TVGuide.com: Do you think too much was made of the fact that you copied Joanie's elephant pose?
Sara:
I was kind of surprised when I heard Joanie say, "She doesn't deserve to be here." By that point in time, I thought that Joanie and I had started to become friends, so it kinda stung. But Joanie and I are really good friends — we've gotten a lot closer since we finished the show — so I don't have any hard feelings about anything she said. She had those feelings then, and that's that. Anyway, to answer your question: The whole "copycat" thing is kind of frustrating for me because I did come into this competition with no experience and a very steep learning curve. I had to absorb as much as I could in a very short period of time, and part of that was drawing from other people and trying to make it my own. In that one instance with the elephant, I got caught up in the fact that this is a once-in-a-lifetime opportunity and, "Wow, that pose looks like fun!" So I did try one pose that Joanie had done before me, which was standing on the elephant's leg. But I only did it for a very short time. And at the end of the day, the picture that the judges chose was me doing my own pose. And let's be honest — how many poses can you do on an elephant?

TVGuide.com: I was surprised that Tyra came down on you for it when she's up there teaching you what expressions to make and teaching you to recognize the difference between a good pose and a bad pose. So if you see a good pose, you're not supposed to try it...?
Sara:
Yeah! And I was the last model to be shot that day, so if I didn't do any of the poses that the other girls had done, I would have just been left there standing on the elephant without anything to do! So the whole copycat label frustrated me because it took away from everything else that I did. It makes it sound like somehow none of the pictures I'd done throughout the competition were mine.

TVGuide.com: The judges made a big deal about your height, too. I didn't think there was such a thing as "too tall" for a model!
Sara:
I thought that, too, but now I know. But I don't think they told me that I was necessarily too tall — [it was] more that I didn't know how to use my height.

TVGuide.com: OK, I saved the best question for last. Are you ready?
Sara:
Bring it on.

TVGuide.com: What's it like being in a room with Jade? Is it hard not just to laugh in her face?
Sara:
[Laughs] Well, there was lots of laughing. You couldn't help it! She is an incredible person. And you know what? Whenever I've been recognized, people say, "Oh, you're Sara from Top Model!" And the next thing out of their mouths is always, "Is that how Jade really is?" or, "When is she getting kicked off?" And you know what? That in itself is an amazing quality. People love to love her, they love to hate her, but they're still tuning in to see her. That shows what a big personality she has.

TVGuide.com: A big something, anyway.
Sara:
[Laughs] I mean, you've got to give her credit. She has undeniable confidence and a sense of self. That girl is not making any apologies for what she is, no matter how many times I was absolutely doing triple-takes at what she said. "Did you really just say that?" But at the end of the day, you have to just say, "That's Jade," and love her for it.

TVGuide.com: I still can't figure out if her sense of self — if that's what you want to call it — is enviable or scary.
Sara:
It's both, to be truthful.

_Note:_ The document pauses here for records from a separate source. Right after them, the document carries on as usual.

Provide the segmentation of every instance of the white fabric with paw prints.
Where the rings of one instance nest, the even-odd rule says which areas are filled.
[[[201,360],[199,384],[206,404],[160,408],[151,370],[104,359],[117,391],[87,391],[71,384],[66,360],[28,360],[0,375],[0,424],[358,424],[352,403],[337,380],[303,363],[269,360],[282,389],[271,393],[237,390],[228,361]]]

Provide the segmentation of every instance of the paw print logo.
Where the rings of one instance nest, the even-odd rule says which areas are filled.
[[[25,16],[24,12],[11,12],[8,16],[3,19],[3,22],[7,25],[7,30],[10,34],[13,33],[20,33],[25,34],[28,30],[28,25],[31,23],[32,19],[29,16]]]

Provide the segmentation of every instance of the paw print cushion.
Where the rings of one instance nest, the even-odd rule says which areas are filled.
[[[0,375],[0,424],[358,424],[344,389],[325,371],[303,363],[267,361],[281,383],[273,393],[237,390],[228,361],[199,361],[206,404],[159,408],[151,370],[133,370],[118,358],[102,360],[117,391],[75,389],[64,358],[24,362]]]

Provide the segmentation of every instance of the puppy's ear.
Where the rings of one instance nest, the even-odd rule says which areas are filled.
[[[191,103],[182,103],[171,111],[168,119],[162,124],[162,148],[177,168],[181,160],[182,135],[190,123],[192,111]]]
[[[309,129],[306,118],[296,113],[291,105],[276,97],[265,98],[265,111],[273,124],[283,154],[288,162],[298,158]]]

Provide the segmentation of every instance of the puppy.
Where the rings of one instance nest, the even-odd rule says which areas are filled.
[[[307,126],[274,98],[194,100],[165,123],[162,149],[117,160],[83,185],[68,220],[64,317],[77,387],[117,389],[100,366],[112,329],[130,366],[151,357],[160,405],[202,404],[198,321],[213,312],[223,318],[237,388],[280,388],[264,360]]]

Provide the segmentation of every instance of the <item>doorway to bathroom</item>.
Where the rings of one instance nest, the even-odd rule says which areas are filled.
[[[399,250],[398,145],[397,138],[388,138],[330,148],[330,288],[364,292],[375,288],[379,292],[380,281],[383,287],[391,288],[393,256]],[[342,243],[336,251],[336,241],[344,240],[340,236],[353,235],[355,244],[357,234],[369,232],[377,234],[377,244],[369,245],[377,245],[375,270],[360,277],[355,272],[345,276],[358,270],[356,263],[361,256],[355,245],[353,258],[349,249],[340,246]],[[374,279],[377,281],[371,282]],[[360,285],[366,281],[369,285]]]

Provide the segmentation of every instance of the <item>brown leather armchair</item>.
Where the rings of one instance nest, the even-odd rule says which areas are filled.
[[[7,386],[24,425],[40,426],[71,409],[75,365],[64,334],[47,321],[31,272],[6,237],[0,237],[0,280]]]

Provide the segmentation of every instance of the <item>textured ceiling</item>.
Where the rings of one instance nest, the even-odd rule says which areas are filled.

I've never met anyone like her in my life. I do respect her.

TVGuide.com: So Top Model taught you a valuable lesson: Take a little bit of Jade into every modeling audition!
Sara:
Exactly! We could all learn a little bit from the challenge [in which we were criticized by an actor posing as a potential client], where Jade said, "Yes, I am amazing!" That's respectable. She's quite a character. There were very, very, very unique girls in the house, and I feel lucky that I got to meet all of them.